Let me sum up some of Gen-Z idea's about wealth generation....
"So there's a great way I can invest my real money to make free currency that's worthless, in the hopes of never having to work after the age of 25? All I have to do is buy these "magic coins" that rooms full of GPUs have 'pulled out of their arses' by way of months spent scanning a stream of meaningless data? There's huge risk, huge cost and probably no liklihood of ever seeing my money again? Well sign me up!!"
You pretty much nailed the description, but there are two problems. It's not just young people doing this, and it's not new. Yeah, the term now is cryptocurrency, but people have been hoping to get rich quick and throwing away their money and time on schemes they thought would get them there for centuries. This will eventually die, those who invested will learn a painful lesson and go back to work, another generation will form, and a new thing will come along that's clearly going to change the world and make you rich in the process. Some of those things will change the world, but they won't make many people as rich as they thought it would.
Asked me what I thought about crypto last year.
I told him I thought it was basically a Ponziesque bubble with zero intrinsic value that was about to burst and that any people attempting to enter now (arse end of 2021) would likely be entering at the top.
He said a subdued “thank you” and that was the last I ever heard from him.
I found out from his Facebook page a few days later the reason why he’d asked was that he’d just pumped $20k into a mining rig which he was still waiting for.

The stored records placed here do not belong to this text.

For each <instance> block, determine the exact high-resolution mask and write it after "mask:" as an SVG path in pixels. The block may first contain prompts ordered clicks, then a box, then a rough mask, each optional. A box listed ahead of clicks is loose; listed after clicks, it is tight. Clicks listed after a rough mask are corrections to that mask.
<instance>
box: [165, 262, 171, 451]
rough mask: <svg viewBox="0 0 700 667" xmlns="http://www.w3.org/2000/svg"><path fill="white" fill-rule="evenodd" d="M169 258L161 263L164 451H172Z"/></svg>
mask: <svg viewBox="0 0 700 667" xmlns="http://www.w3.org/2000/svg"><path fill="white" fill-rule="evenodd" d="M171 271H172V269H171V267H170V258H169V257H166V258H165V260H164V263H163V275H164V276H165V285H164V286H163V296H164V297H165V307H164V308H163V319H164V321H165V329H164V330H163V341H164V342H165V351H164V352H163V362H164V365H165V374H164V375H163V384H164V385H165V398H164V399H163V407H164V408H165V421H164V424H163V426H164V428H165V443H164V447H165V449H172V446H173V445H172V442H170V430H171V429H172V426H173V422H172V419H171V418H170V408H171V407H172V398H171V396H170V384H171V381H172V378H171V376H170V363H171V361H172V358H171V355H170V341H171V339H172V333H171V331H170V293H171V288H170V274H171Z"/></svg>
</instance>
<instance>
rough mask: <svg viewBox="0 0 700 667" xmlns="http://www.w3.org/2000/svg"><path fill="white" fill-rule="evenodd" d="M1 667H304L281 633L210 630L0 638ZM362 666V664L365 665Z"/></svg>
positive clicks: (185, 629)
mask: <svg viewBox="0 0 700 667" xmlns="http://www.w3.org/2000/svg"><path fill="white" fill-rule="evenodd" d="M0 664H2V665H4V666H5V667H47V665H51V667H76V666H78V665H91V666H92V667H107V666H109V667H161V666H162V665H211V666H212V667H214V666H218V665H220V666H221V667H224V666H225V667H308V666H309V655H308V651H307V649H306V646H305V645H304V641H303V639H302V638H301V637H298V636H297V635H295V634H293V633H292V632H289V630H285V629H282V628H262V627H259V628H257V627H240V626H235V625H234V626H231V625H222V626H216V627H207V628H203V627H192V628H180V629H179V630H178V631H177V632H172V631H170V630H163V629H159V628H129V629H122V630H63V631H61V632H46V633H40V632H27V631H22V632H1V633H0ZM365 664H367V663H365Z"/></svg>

Now you’ve made me wonder how that all turned out.
Oh damn I quit Facebook last year, too, so I guess I’ll never know.
I was asked the same thing during the last bubble a few years ago, but gave a borderline tactless explanation of greater fool theory that probably sounded like a personal insult. Whoops.
If you value someone's friendship, you have to be very careful how you give them even solicited financial advice. It's basically a lose/lose situation when it comes to volatile speculative gambling like cryptocurrencies.
The only advice on investments you should ever give to friends is that if you can't afford to lose all of it, you can't afford to invest it. If they can afford it, it's their responsibility to look for and choose good opportunities and make their own decisions, same as with everything else in life.
I spent £20 on BTC back in 2010 when they were emerging as research. That's the entire limit of my investment.
My advice at the time - and since - has been to forget about crypto as an investment vehicle, coz it ain't.
Meanwhile the development of the blockchain is far more interesting.